You use a client or bidirectional streaming RPC and the sender writes messages as fast as possible. gRPC's HTTP/2 layer has flow control (WINDOW_UPDATE frames), but if the sender never checks the send error or the buffer in the framework is large, messages queue up in memory. The sender appears healthy while the receiver is overwhelmed. Under GC pressure or OOM, both sides may crash. Fix: In streaming RPCs, check errors after every Send() call. Implement application-level backpressure: read from the stream at a controlled rate, or send explicit flow control signals. Don't assume the framework will handle it — it will eventually apply back-pressure via HTTP/2 flow control, but by then memory is already under pressure. Set reasonable max message sizes: grpc.MaxRecvMsgSize(4*1024*1024).

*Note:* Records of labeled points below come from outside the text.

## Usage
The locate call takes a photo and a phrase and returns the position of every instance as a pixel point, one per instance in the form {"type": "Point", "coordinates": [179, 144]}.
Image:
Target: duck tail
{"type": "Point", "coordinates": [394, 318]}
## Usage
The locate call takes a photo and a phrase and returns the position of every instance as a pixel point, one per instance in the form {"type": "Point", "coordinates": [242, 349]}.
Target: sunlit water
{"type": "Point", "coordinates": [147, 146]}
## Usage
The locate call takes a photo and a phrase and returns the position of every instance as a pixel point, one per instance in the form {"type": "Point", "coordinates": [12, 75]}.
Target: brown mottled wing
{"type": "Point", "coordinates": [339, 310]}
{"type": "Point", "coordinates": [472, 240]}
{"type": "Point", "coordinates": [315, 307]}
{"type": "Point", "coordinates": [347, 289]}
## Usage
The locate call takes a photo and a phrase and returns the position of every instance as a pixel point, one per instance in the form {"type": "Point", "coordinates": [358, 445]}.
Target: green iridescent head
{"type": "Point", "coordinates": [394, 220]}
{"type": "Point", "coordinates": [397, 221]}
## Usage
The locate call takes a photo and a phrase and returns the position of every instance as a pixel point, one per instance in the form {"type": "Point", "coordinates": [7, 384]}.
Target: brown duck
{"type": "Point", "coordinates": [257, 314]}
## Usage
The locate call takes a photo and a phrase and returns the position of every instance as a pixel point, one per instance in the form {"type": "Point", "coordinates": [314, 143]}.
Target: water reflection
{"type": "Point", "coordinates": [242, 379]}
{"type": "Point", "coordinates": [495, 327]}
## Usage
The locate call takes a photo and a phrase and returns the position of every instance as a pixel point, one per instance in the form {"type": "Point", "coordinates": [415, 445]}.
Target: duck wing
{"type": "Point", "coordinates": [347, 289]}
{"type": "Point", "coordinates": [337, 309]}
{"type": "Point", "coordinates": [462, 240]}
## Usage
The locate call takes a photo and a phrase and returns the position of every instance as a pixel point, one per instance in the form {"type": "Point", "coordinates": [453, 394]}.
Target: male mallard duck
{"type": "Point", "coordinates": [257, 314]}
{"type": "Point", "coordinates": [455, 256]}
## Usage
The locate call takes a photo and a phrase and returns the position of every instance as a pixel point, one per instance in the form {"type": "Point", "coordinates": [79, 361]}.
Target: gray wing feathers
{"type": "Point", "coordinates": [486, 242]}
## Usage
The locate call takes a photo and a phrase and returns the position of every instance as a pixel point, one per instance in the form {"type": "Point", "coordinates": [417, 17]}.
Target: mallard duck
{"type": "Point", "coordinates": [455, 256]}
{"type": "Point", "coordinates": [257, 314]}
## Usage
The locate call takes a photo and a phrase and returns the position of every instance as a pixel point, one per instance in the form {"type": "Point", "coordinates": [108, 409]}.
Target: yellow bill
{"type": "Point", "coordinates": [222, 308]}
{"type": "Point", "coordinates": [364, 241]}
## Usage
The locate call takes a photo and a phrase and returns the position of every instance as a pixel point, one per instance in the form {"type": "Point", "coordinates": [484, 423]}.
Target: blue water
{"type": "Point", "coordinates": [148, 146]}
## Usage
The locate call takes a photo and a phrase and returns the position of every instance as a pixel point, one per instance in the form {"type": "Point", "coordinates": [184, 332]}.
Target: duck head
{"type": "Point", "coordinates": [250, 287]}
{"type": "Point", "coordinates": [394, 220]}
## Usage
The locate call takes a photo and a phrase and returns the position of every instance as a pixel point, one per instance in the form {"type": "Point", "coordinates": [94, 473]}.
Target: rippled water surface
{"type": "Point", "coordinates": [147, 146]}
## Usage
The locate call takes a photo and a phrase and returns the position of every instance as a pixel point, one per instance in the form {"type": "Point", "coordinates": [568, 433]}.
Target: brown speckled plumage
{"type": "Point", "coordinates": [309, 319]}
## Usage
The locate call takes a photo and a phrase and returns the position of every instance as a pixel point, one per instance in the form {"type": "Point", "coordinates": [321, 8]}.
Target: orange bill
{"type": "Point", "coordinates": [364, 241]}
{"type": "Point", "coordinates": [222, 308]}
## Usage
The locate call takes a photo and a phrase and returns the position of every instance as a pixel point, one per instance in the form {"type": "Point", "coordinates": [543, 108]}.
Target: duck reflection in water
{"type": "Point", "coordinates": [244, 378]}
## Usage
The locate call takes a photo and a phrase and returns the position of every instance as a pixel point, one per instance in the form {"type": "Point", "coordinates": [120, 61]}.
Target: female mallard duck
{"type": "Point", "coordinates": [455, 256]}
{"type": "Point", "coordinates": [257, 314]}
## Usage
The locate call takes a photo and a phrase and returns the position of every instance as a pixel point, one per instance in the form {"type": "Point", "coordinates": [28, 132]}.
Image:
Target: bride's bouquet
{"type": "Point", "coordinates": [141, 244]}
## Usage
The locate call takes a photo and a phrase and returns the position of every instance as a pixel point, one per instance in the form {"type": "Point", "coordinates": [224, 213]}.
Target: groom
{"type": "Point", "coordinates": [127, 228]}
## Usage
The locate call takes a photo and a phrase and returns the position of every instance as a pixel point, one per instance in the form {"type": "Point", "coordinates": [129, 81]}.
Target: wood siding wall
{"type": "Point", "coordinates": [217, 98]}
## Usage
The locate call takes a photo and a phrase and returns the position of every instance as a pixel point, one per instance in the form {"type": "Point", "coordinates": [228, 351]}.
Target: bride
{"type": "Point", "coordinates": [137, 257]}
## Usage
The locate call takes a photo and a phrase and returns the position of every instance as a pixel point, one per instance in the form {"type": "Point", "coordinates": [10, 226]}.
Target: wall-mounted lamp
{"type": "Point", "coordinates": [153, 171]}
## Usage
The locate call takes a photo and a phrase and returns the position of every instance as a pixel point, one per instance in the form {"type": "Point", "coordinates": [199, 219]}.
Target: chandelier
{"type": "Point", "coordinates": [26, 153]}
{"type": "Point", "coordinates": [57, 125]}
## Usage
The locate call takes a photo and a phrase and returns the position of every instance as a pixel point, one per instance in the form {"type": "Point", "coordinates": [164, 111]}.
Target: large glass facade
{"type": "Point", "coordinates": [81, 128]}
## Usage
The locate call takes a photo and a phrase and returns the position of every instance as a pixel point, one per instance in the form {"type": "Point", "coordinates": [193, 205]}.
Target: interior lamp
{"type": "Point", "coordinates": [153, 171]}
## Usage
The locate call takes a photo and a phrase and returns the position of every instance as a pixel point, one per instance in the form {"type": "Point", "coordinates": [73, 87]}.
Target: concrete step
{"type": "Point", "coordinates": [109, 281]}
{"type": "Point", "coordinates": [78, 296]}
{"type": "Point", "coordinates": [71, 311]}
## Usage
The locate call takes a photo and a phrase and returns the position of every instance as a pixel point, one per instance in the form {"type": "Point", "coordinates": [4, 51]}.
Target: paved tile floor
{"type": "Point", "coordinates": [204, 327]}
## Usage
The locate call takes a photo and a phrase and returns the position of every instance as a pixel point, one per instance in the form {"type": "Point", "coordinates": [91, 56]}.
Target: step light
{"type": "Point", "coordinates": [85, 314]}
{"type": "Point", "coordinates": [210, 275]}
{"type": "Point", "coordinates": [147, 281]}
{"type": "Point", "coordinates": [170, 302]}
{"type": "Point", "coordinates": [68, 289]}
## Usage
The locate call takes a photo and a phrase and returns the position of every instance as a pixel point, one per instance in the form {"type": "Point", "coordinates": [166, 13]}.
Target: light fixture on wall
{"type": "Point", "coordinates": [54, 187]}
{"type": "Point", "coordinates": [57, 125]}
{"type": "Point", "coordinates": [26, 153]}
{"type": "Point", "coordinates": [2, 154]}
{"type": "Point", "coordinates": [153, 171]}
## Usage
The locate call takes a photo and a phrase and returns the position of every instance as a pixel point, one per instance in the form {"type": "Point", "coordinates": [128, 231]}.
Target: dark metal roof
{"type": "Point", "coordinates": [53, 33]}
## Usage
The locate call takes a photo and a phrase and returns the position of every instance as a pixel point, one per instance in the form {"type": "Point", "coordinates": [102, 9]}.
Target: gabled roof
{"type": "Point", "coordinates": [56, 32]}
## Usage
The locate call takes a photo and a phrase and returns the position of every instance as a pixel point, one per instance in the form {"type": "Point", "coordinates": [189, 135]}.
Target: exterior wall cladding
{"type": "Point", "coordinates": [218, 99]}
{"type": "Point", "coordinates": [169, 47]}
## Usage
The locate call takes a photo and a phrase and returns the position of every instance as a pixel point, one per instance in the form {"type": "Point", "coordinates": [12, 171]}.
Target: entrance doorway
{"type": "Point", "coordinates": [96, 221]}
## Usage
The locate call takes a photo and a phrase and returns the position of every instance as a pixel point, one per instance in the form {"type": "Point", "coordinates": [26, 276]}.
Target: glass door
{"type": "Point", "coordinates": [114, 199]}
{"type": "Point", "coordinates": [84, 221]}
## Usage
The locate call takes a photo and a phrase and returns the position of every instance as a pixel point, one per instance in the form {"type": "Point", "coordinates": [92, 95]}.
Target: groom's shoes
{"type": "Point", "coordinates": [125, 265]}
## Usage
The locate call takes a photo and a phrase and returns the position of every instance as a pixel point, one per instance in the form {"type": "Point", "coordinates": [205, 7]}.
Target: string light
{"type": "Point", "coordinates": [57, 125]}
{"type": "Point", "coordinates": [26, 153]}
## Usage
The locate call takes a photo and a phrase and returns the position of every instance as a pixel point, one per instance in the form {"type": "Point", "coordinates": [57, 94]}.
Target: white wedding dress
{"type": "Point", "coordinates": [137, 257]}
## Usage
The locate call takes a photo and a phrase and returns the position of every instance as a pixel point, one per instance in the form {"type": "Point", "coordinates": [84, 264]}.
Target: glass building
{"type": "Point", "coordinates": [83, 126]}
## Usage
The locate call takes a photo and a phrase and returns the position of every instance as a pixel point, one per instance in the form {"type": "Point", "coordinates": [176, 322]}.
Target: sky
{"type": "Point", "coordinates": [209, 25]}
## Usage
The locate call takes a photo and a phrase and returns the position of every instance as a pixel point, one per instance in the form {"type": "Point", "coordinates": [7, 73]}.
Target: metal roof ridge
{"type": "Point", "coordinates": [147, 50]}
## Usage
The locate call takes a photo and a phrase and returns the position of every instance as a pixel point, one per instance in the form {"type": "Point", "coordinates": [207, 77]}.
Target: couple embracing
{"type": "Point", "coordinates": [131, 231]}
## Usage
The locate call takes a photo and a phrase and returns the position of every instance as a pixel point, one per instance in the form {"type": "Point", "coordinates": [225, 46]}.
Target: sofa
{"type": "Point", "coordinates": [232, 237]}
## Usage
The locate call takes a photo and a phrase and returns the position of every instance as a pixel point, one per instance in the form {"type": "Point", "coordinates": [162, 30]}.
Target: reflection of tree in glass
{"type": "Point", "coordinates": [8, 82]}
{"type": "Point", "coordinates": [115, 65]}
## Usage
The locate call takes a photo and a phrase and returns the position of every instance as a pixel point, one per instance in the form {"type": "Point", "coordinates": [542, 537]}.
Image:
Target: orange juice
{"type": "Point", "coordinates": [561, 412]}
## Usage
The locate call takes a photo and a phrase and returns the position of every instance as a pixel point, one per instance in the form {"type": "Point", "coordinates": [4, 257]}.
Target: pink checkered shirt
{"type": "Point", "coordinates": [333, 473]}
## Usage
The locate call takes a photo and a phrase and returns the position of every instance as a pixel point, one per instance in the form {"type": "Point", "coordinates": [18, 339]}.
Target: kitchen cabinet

10. Using grpcurl with `-plaintext` against a TLS-only server — getting a confusing error¶

You try to debug a production gRPC endpoint with grpcurl -plaintext myserver:443 list and get an error like "transport: received the unexpected content-type 'text/html; charset=utf-8'" or "EOF". You assume the server is down or the endpoint is wrong. The real problem is that the server expects TLS, and you're sending plaintext HTTP/2. Fix: Remove -plaintext for TLS servers: grpcurl myserver:443 list. If the cert is self-signed or from an internal CA: grpcurl -cacert /path/to/ca.pem myserver:443 list. For dev/test with untrusted certs only: grpcurl -insecure myserver:443 list. The error "unexpected content-type: text/html" usually means an HTTP/1.1 response (a proxy or load balancer sending an error page), not a gRPC response — check if there's a Layer 7 proxy in front.